Engineered targeted Ce-based MOF nanozymes for ROS scavenging and inflammatory Reprogramming in chronic pancreatitis 基于ce的MOF纳米酶用于慢性胰腺炎的ROS清除和炎症重编程

IF 10.2 1区医学 Q1 ENGINEERING, BIOMEDICAL

Materials Today Bio

Pub Date : 2026-01-21 DOI: 10.1016/j.mtbio.2026.102811

Yongkang Lai , Yongliang Ouyang , Xiaojing Yin , Tao Yu , Jianhua Wan , Xueyang Li , Yi Hu , Xu Shu , Huan Wang

Chronic pancreatitis (CP) is a lifelong progressive fibrotic inflammatory disorder for which no effective cure is currently available. Persistent and recurrent inflammatory stimulation induced by reactive oxygen species (ROS) is a key driver of pancreatic fibrogenesis, making oxidative stress a promising therapeutic target to halt disease progression. In this study, we developed a nanosystem, HC@CeMOF, consisting of a small-sized cerium-based metal–organic framework (CeMOF) core loaded with curcumin and coated with hyaluronic acid (HA), enabling precise targeting of inflamed pancreatic tissue. HC@CeMOF exhibits a small-sized particle size along with favorable cellular and biological safety profiles. Once administered in vivo, the nanosystem exploits the specific binding affinity of HA to CD44 receptors on macrophages to selectively accumulate at inflamed pancreatic sites. Subsequently, the cerium-based nanozyme efficiently scavenges ROS through the reversible redox cycling between Ce³⁺ and Ce⁴⁺, while the slow release of curcumin further suppresses the NF-κB signaling pathway and modulates inflammatory cytokine levels, thereby achieving synergistic anti-inflammatory and antioxidant effects. Collectively, these mechanisms substantially attenuate CP progression. This targeted ROS-scavenging and anti-inflammatory strategy holds promise as an alternative therapeutic approach for chronic pancreatitis.

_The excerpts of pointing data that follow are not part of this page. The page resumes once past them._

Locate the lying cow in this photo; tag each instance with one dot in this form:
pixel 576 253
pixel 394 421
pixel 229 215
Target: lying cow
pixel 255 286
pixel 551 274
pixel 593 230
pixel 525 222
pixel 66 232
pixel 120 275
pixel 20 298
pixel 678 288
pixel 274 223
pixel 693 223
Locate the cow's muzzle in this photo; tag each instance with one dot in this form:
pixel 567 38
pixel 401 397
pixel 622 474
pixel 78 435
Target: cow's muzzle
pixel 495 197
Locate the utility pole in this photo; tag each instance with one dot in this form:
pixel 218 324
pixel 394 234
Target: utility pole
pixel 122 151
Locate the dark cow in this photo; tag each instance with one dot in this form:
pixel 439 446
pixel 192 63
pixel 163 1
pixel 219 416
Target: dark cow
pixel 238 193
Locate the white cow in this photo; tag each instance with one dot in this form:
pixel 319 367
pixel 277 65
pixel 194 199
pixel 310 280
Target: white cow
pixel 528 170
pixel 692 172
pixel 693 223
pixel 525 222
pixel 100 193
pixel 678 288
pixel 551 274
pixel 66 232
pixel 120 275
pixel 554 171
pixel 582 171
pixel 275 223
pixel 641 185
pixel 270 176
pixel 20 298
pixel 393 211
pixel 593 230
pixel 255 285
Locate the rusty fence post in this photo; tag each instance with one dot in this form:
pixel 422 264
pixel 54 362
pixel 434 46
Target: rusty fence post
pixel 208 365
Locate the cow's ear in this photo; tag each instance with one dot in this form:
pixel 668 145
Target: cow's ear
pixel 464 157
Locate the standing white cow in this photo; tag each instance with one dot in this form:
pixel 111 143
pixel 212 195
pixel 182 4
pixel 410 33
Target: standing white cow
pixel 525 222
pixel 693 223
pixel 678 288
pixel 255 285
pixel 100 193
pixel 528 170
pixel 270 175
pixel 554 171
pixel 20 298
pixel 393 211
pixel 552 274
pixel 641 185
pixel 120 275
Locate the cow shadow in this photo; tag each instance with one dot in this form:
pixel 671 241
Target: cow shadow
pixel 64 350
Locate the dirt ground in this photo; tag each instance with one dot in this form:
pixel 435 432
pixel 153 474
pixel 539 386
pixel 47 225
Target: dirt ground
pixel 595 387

慢性胰腺炎（CP）是一种终身进行性纤维化炎症性疾病，目前尚无有效的治疗方法。活性氧（ROS）诱导的持续和复发性炎症刺激是胰腺纤维形成的关键驱动因素，使氧化应激成为阻止疾病进展的有希望的治疗靶点。在这项研究中，我们开发了一种纳米系统HC@CeMOF，由一个小尺寸的铈基金属有机框架（CeMOF）核心组成，该核心装载姜黄素并涂覆透明质酸（HA），能够精确靶向炎症胰腺组织。HC@CeMOF表现出小尺寸的颗粒尺寸以及良好的细胞和生物安全性。一旦在体内给药，纳米系统利用HA与巨噬细胞上CD44受体的特异性结合亲和力，选择性地积聚在炎症胰腺部位。随后，铈基纳米酶通过Ce3+和Ce4+之间的可逆氧化还原循环有效清除ROS，而姜黄素的缓慢释放进一步抑制NF-κB信号通路，调节炎症细胞因子水平，从而达到协同抗炎和抗氧化的作用。总的来说，这些机制实质上减弱了CP的进展。这种靶向ros清除和抗炎策略有望成为慢性胰腺炎的替代治疗方法。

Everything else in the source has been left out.